Ausnutzung von Schwachstellen
Angriffe auf die 5G-Infrastruktur über Nutzergeräte
Private 5G-Systeme versprechen störungsfreie Konnektivität, für bestimmte Branchen sehr attraktiv. Doch auch da finden sich Möglichkeiten für Angriffe, etwa über normale Nutzergeräte – es sei denn es gibt entsprechende Sicherheitsmaßnahmen.
5G ermöglicht Anwendungen, die mit konventioneller drahtloser Konnektivität bisher unerreichbar waren. Diese fünfte Mobilfunkgeneration setzt auf wesentliche Dienstekategorien, um Unternehmen bestmöglich zu unterstützen: Massive Machine Type Communications (mMTC), Enhanced Mobile Broadband (eMBB) und Ultra-Reliable Low-Latency Communication (uRLLC).

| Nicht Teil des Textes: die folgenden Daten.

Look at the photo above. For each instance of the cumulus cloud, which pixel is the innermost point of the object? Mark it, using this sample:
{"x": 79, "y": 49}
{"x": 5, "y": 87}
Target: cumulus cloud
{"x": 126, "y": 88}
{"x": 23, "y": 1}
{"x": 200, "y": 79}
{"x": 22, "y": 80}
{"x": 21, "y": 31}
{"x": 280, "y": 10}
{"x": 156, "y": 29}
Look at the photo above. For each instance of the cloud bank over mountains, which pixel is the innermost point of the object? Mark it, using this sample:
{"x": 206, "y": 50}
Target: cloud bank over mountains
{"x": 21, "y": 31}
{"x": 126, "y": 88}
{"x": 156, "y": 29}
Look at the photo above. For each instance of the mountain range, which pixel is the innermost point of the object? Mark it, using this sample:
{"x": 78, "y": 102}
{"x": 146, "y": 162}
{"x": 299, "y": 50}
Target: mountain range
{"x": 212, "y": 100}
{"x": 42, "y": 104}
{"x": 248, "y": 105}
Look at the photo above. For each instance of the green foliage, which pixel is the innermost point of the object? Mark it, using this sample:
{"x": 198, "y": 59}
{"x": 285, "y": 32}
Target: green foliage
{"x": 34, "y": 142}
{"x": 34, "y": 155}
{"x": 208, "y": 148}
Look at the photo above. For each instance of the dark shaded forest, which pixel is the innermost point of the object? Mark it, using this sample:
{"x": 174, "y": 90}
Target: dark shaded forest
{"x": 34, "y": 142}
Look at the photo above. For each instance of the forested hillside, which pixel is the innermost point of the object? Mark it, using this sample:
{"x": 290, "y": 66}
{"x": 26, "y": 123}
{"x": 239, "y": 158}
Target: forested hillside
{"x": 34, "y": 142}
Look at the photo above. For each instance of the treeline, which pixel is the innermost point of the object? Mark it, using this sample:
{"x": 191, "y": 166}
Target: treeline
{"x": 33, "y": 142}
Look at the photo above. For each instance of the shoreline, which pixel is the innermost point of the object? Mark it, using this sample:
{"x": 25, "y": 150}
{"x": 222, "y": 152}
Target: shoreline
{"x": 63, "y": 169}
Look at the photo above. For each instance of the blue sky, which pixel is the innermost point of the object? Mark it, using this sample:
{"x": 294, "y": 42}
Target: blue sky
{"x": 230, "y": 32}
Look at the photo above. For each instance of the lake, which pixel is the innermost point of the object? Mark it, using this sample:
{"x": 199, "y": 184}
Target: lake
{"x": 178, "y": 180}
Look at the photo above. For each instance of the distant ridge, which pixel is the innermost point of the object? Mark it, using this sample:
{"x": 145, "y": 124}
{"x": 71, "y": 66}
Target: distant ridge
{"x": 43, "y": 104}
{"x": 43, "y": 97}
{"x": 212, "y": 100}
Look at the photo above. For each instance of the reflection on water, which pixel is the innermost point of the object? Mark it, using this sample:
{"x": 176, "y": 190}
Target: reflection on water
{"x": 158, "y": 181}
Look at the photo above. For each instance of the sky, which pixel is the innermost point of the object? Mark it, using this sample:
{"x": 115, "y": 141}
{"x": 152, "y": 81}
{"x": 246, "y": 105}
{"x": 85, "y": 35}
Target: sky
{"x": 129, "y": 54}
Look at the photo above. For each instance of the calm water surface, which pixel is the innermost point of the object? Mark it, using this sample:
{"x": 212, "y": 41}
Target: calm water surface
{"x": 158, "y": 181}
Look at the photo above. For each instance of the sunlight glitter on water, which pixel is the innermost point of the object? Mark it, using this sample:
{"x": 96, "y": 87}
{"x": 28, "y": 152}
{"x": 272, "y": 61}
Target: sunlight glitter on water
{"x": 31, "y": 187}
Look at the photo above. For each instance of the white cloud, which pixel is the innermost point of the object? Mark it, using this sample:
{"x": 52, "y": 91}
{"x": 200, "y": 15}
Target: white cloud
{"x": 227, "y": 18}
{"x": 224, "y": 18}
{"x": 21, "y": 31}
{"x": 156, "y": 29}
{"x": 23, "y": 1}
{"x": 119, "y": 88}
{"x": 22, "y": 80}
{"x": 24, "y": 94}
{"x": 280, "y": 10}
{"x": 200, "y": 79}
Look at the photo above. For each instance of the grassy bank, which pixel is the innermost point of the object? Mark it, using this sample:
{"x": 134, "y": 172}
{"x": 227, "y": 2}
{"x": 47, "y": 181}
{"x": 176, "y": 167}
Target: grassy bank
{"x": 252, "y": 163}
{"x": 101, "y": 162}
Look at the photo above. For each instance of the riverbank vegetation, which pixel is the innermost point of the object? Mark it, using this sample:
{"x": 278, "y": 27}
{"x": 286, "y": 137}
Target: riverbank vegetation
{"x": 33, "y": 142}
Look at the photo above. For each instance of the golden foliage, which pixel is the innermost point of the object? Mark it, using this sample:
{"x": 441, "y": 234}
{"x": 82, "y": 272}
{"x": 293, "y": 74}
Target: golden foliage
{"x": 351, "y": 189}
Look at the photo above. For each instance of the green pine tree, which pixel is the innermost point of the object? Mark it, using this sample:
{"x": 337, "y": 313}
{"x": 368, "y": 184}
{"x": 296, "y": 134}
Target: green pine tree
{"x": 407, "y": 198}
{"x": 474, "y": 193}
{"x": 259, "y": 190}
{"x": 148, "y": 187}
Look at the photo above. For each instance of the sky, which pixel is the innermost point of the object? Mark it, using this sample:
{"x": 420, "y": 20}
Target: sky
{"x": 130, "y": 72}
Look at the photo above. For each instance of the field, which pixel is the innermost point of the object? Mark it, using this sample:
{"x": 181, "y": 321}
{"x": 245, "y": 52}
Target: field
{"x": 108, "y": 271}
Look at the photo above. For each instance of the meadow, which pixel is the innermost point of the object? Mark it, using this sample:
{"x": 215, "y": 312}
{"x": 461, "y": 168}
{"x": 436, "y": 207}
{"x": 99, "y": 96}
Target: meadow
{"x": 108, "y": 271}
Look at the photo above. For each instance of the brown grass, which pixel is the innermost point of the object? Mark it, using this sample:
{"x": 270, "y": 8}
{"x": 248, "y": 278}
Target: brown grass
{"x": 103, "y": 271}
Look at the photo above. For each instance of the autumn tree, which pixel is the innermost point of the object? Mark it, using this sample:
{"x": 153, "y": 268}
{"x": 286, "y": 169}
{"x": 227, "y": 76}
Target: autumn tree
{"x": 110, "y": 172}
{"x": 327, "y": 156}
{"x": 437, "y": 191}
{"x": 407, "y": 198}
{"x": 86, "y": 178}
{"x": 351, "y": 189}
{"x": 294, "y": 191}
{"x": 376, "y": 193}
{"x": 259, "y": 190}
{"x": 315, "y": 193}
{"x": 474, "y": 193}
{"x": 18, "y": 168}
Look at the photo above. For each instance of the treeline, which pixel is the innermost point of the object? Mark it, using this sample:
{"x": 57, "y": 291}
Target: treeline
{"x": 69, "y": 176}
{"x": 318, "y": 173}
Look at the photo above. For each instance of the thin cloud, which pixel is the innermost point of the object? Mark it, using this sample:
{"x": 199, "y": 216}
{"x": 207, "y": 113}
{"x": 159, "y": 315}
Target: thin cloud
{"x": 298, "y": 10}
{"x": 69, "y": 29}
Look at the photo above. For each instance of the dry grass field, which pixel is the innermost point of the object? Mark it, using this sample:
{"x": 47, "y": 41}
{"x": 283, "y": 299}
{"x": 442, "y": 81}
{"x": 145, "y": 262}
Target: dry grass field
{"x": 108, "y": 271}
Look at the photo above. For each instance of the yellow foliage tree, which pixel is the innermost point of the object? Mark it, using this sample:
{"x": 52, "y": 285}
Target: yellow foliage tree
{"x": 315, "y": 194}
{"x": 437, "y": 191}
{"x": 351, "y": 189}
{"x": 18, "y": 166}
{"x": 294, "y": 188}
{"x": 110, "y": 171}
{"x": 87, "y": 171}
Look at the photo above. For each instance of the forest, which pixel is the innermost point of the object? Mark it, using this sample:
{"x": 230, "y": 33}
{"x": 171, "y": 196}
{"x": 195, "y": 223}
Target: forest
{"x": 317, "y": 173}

Die Nutzung und Verbreitung privater 5G-Netze nimmt mit ihrem Potenzial im kommerziellen Einsatzspektrum zu. Die Fertigungs-, Verteidigungs-, Hafen-, Energie-, Logistik- und Bergbauindustrie gehören zu den ersten Anwendern, so wie generell Unternehmen, die bei der Digitalisierung von Produktionssystemen und Lieferketten auf das Internet der Dinge (IoT) setzen. Im Gegensatz zu öffentlichen Netzen kann die Ausrüstung der Mobilfunkinfrastruktur in privaten 5G-Netzen im Besitz der Nutzerunternehmen selbst bleiben und betrieben werden, oder aber von Systemintegratoren bzw. von Netzbetreibern.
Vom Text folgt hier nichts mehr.